I could just repaint the certain wall in the kitchen, but I still wouldn't use this shiny paint. It shows too many flaws.

Any ideas?


----------



## NAV (Jun 2, 2009)

Sherwin Williams has a product but it would be for Sherwin Williams paints only.

most SW employees dont even know about it. the sales code is F63T1. 

i would recommend buying new material that is the sheen you want


----------



## sirwired (Jun 22, 2007)

The K&B paint is probably an eggshell. (I think HD's K&B is a Glidden...) You probably need a flat to match the existing paint. There are no magic compounds to change the sheen of a paint; unsurprisingly, the underpaid clerk failed to check the sheen on your sample when he suggested a paint. (This is sadly typical for Big Box paint dept. help...)

However, for a kitchen, flat paint is probably not the best choice; it stands up rather poorly to scrubbing. I suggest either Sherwin Duration Matte or Ben Moore Aura Matte for this use. Certainly not HD paint...

SirWired


----------



## NAV (Jun 2, 2009)

The Sherwin Williams product i mentioned is a "magic product" that reduces sheen of materials.


----------



## Brandon19 (Aug 19, 2009)

I Googled and looks like it is called Polane Flattening Paste. It could be for industrial painting purposes. 

Its listed on here: http://www.noisecontrolproducts.com/custom_colors.html

I'll go check it out, it wouldn't hurt as I can't really use the paint as it is.


----------



## Brandon19 (Aug 19, 2009)

SW could order it by the gallon for $50 or so. Good to know, but that is well over the cost of my paint.

I'll just buy new paint.

Thanks all.


----------



## mark sr (Jun 13, 2017)

I've used SWP's flattening agent before and if I remember correctly it's only for oil base coatings. ..... and other than an extreme rare case wouldn't make any sense when it comes to touch up - quicker/easier to repaint the wall!

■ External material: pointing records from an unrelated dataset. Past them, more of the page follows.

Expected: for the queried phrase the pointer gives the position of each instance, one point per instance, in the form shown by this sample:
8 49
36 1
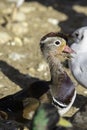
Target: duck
55 51
78 61
45 117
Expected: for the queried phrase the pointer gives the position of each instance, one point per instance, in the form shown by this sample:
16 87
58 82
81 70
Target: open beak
67 49
64 123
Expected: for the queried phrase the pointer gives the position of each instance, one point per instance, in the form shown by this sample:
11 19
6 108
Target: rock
4 37
15 56
53 21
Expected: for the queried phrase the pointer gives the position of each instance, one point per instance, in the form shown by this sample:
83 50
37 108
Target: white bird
78 62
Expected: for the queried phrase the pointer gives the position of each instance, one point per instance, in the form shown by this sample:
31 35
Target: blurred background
22 24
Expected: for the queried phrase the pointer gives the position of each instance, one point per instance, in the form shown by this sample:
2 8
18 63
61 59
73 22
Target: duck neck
56 70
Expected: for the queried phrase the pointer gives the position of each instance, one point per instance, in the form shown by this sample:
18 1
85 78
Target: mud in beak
67 49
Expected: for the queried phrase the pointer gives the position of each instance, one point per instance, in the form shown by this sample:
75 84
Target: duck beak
67 49
64 123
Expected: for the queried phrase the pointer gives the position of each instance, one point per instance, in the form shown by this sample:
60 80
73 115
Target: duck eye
76 34
57 43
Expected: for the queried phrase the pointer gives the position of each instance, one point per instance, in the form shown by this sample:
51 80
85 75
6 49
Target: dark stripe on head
55 34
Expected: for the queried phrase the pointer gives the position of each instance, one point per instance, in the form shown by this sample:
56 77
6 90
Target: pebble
19 17
42 66
53 21
4 37
20 28
26 9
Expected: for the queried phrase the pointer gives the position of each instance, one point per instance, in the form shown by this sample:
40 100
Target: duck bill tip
64 123
67 49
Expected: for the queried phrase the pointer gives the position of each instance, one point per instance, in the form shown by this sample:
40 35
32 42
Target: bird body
61 87
78 62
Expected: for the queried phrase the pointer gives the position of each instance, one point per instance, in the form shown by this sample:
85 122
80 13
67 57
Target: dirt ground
20 34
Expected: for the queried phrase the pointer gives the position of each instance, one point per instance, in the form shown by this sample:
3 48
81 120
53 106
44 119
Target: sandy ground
20 35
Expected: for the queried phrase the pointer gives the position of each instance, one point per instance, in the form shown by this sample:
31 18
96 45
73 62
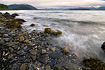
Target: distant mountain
3 7
79 8
88 8
21 7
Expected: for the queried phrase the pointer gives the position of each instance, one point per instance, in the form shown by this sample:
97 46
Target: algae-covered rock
57 67
93 63
50 31
103 46
71 66
32 25
27 42
65 50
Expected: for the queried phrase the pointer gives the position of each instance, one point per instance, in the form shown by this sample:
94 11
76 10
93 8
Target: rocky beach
21 49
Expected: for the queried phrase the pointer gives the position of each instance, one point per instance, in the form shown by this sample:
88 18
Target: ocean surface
83 31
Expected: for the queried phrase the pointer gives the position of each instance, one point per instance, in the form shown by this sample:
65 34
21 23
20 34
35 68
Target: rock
2 32
27 42
23 67
33 52
32 25
65 50
17 19
47 67
14 15
21 52
53 49
22 39
44 51
55 55
93 63
6 39
70 66
5 35
42 59
52 63
33 57
39 47
11 49
50 31
57 67
30 68
103 46
27 49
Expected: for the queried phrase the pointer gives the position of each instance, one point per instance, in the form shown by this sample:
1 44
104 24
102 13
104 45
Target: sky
57 3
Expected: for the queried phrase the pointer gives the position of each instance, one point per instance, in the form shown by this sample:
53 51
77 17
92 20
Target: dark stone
21 52
103 46
33 58
52 62
27 49
55 55
42 59
30 68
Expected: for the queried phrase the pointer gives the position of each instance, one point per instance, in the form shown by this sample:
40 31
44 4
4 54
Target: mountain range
22 7
30 7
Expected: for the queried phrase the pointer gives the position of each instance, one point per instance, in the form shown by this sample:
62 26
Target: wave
68 20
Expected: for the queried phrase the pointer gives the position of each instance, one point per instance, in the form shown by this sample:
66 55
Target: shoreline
21 50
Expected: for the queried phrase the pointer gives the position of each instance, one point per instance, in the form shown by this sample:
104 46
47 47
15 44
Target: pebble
33 52
23 67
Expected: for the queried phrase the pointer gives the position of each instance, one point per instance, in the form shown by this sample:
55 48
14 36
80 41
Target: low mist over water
83 31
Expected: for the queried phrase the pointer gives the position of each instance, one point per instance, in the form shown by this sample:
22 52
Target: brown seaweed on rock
93 63
50 31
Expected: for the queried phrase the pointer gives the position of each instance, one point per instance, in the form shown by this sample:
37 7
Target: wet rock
70 66
6 39
14 15
93 63
52 62
42 59
27 49
47 67
55 55
33 58
21 52
103 46
22 39
22 20
44 51
11 49
31 68
27 42
53 49
5 35
23 67
33 52
32 25
57 67
50 31
65 50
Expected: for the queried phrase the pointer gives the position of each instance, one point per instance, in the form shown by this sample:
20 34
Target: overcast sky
57 3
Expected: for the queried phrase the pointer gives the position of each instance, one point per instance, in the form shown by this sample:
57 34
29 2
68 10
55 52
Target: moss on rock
1 20
93 63
50 31
32 25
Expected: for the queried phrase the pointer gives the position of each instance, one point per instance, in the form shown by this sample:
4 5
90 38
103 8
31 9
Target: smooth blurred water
84 31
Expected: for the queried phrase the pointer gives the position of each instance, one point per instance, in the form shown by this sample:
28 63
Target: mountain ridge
22 7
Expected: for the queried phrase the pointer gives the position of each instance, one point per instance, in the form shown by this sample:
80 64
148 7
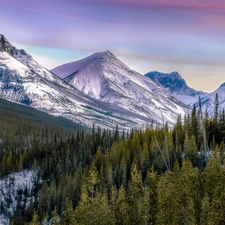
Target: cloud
51 12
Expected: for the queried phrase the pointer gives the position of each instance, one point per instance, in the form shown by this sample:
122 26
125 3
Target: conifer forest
158 176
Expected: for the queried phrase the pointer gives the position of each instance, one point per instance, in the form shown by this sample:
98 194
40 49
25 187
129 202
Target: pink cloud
50 12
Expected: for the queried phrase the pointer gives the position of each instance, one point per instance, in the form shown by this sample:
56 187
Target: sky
187 36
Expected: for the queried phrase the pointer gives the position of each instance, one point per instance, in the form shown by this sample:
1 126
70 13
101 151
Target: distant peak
222 85
106 53
4 43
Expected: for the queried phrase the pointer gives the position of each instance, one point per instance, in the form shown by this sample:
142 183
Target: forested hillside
152 176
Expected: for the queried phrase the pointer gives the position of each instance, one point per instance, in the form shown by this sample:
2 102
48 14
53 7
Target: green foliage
156 176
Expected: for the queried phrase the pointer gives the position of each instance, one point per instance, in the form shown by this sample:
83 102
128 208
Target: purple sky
187 36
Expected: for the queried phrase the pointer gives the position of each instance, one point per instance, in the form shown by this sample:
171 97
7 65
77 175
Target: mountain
24 81
21 112
104 77
208 100
176 85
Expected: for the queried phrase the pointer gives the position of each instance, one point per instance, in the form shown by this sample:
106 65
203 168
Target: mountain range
98 89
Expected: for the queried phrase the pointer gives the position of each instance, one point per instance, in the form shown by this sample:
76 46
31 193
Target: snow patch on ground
10 186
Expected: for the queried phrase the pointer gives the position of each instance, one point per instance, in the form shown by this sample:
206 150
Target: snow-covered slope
208 100
13 187
176 85
24 81
104 77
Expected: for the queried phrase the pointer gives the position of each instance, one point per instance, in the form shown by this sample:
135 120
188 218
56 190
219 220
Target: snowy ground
11 187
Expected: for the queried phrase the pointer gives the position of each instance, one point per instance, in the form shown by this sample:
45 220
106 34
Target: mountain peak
222 85
5 45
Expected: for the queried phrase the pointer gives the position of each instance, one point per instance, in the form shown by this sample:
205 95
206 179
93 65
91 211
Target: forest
159 175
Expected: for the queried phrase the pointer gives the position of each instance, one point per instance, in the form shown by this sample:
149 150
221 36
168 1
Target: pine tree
35 220
205 210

wow, just noticed this thread is over 8 yrs old lain:


----------



## Gymschu (Dec 12, 2010)

mark sr said:


> I've used SWP's flattening agent before and if I remember correctly it's only for oil base coatings. ..... and other than an extreme rare case wouldn't make any sense when it comes to touch up - quicker/easier to repaint the wall!
> 
> 
> wow, just noticed this thread is over 8 yrs old lain:


Yeah, Mark, where did you find this thread? Yikes!:surprise:


----------



## mark sr (Jun 13, 2017)

Somebody had replied to it which brought it to the top of the board - I guess they got booted.


----------



## kerryman71 (Feb 26, 2017)

Happy I read the rest of the replies before responding, LOL.

John


----------